Best of luck, I hope ours is as quick from Moscow. Let us all know! It's such a scary time...


----------



## bluetail14 (Jan 21, 2014)

yea, a visa was granted.

In retrospect, i cannot say my application was perfect - realised that whilst re-reading the comments here on the forum after handing mine in. they could have asked us for additional documents (which lengthens the process by about 2 weeks according to some people). 

- my husbands work documents including his employment letter were all copies stamped and signed by the HR department. i was telling him off for that (the letter must be an original!) but he said thats what they'd given him even that he'd asked for originals. the only original in there was a hand-written note on a headed paper from a certain member of HR staff saying if any enquiries regarding my husband employment details please contact her. perhaps the ECO let us off on this one because my husbands employer is a big UK university so they thought these documents could not be fraudulent...

- i forgot to date and sign the photos, they were in a plain A4 file. as i see it now, they should have been stapled to an A4 sheet, dated and signed. I signed the copies but the visa centre guy taking my documents did not take my copies.

- there wasnt the relationship evidence for the 1st month of our relationship. we were not talking on facebook then, and i found it hard to print off my O2 bill... could have asked my husband to print off his Orange bill instead, but it did not occur to me then.


We were trying to expedite my application by writing to the British Embassy in Moscow and my husband's contacting his MP... In response, he received a letter by post telling that the decision on my visa could be expected at the end of July. However, I received the email its ready this Monday, two weeks earlier!!!
This makes me think the various people out there dealing with your application questions who do not communicate with each other - it is all down to the ECO (visa officer) reviewing your application. 

Please note that the tracking system on the TelePerformance website still does not work. mine still says 'your application is to be assessed by a visa officer'. So if you want to know if you can collect your documents from TP after you've received an email from the British embassy, email [email protected]. They replied to me the next day.


----------



## Hertsfem (Jun 19, 2013)

Congrats Bluetail..

Any news on the passport?


----------



## TruleighZak (May 29, 2014)

TODAY THE EMAIL HAS ARRIVED

It has taken exactly 7 weeks for our Fiance Settlement VISA application to be processed - far quicker than I thought it would. I don't envisage many problems but one never knows.

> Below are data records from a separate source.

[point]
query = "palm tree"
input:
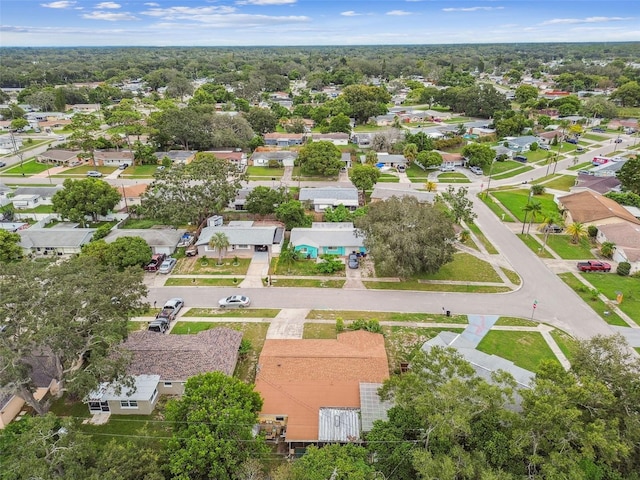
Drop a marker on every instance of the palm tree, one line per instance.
(220, 242)
(577, 231)
(607, 248)
(534, 208)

It's going to be a long weekend waiting for Monday's collection. I hope this gives everyone hope that theirs will be processed soon too.


----------



## vahidr (Jul 1, 2014)

Hi everyone,

Congrats Bluetail.

My wife collected her passport today and she got the visa.. WWOOOOHHHOOO 

The process took exactly 6 weeks. We didn't receive any email nor was there any update on the "application progress" page of the TP site (it still shows 3 green circles followed by 7 or 8 red ones). We only found out by checking the long list of numbers on the relevant section of the site.

Good luck everyone.

Cheers!


----------



## KCambs (Mar 11, 2014)

vahidr said:


> Hi everyone,
> 
> Congrats Bluetail.
> 
> ...


Nice one mate, sounds like you applied a week or two before me so maybe I should get my wife to start packing her bags? :fingerscrossed:


----------